Block and team found that the Spectacled Tetrakas from different areas in Madagascar were hosting different kinds of lice, which further strengthened their case that the birds had undergone despeciation, as the different louse species must have evolved when the bird lineages were separate, and maintained that separation when the birds merged back together.
It’s almost impossible to determine precise evolutionary history in a scenario like this, Block says, but he theorizes that climate fluctuations and forest fragmentation are what caused the peculiar development of the Spectacled Tetraka.
In warmer, wetter climates of the past, the humid forests of Madagascar were very extensive and were connected throughout the eastern part of the island. In cooler, drier periods, on the other hand, the forests occupied a smaller area and likely became fragmented.
Block thinks that the tetrakas may have evolved their genetic differences during a period when their range was broken into isolated regions, and now they’ve come back together as the regional climate has warmed, leading to more extensive forested areas. (Block points out that the warming climate that he thinks may have reconnected the tetrakas’ ranges predates recent anthropogenic climate change.)
Despeciation has been observed before, Block told Mongabay, but mostly in relatively young lineages. “In those examples, which mostly come from lake fish, it seems that human disturbances to the lakes broke down ecological barriers between the young species, leading to the species breeding together again and despeciating,” he added.
Block doesn’t think we can say there’s any evolutionary advantage to merging lineages, but he says there isn’t a disadvantage, either.
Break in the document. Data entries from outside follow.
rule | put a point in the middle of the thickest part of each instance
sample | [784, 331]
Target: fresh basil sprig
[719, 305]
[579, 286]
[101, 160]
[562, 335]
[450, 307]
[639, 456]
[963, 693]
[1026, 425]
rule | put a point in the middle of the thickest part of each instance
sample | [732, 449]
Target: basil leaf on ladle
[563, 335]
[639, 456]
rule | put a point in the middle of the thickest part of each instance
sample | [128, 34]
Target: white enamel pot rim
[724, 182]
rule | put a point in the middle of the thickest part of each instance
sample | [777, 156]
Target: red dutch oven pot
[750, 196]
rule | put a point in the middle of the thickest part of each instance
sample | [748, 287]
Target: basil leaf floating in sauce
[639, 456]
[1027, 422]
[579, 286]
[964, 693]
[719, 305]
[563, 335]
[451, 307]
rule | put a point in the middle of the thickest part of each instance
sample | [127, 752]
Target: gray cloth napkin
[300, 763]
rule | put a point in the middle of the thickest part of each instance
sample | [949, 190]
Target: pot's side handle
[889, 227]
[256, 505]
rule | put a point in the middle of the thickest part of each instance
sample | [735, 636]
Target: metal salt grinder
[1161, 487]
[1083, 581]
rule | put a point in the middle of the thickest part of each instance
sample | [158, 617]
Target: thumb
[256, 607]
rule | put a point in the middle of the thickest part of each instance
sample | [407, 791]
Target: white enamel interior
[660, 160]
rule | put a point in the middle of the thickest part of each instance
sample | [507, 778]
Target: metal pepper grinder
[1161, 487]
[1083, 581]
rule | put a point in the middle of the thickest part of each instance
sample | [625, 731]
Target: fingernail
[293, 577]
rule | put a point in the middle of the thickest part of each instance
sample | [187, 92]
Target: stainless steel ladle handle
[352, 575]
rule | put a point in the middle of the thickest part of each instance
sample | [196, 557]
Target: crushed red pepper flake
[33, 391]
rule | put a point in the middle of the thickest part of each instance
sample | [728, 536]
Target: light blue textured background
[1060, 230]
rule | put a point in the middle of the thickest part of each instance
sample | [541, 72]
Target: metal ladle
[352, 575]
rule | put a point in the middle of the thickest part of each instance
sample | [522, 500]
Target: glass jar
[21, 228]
And according to co-author John Bates, associate curator of birds at the Field Museum and one of the paper’s co-authors, there might be some lessons for conservationists in the team’s discovery.
“I think the point is that our data set is the result of a natural phenomenon,” Bates told Mongabay. “Conservation prioritization perhaps should involve not spending limited conservation money on situations where this is what is happening naturally.”
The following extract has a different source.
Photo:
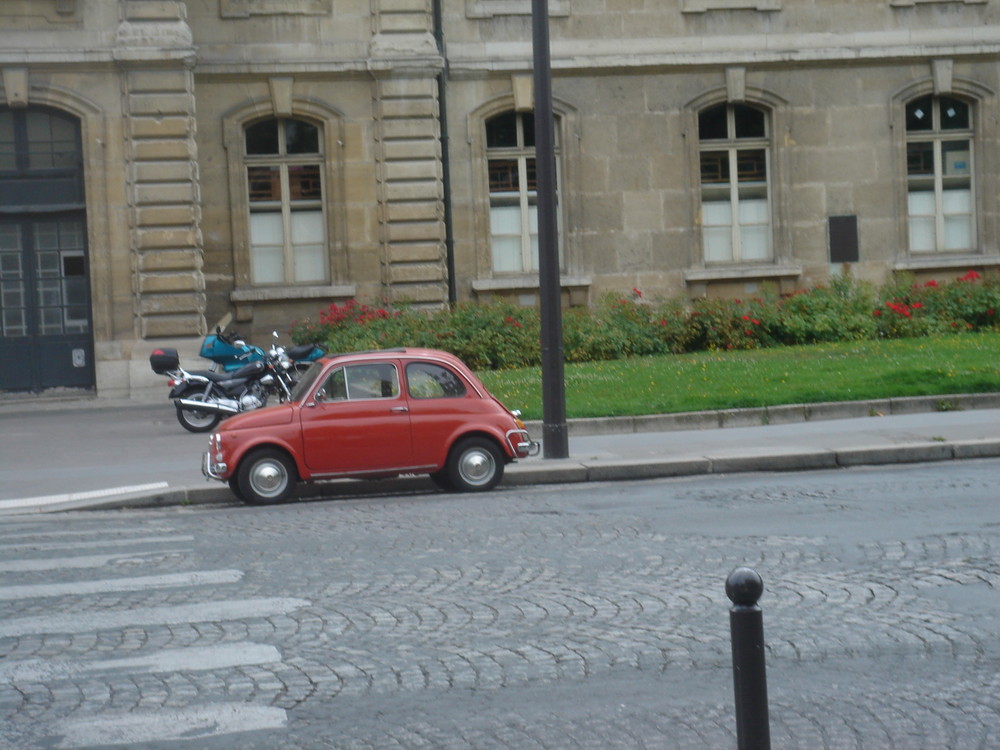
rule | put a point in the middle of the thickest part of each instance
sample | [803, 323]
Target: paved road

Bates says there are two good examples in the U.S., interactions between Blue-winged and Gold-winged Warblers and Mallards and American Black Ducks, where this lesson might apply. “In both cases the first species hybridizes with the second species and females of the second species appear to prefer males of the other species,” Bates said.
“In the future, both Golden-winged Warblers and American Black Ducks may become genetically swamped by the species that hybridizes with them. While both situations may have been exacerbated by human alteration of the habitat, I think one could argue that these are situations where we may want to let nature takes its course.”
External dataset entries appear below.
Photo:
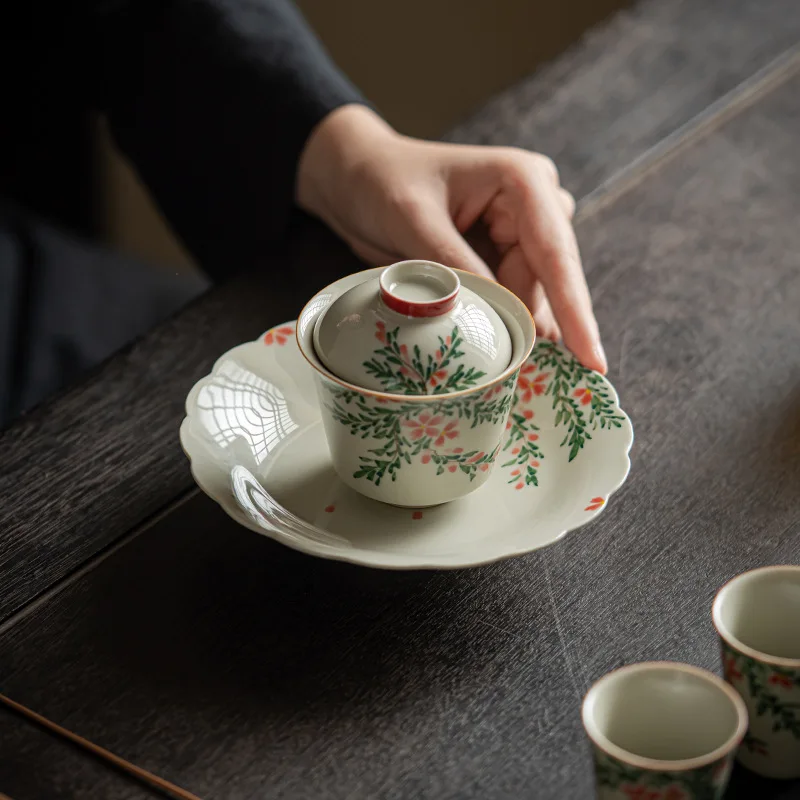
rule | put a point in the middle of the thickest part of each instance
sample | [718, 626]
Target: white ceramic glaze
[383, 445]
[258, 410]
[663, 730]
[757, 616]
[411, 329]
Bates said that as climate change and habitat alteration are increasingly happening around the globe, scientists are becoming aware of more situations where species are intermingling and even merging in ways we’ve never observed before.
“As managers, we will be responsible for deciding what happens in these situations in the short term (100s of years), and that has long-term implications (100,000 of years and beyond).”
CITATION
- Block, N. L., Goodman, S. M., Hackett, S. J., Bates, J. M., & Raherilalao, M. J. (2015). Potential merger of ancient lineages in a passerine bird discovered based on evidence from host‐specific ectoparasites. Ecology and evolution,5(17), 3743-3755.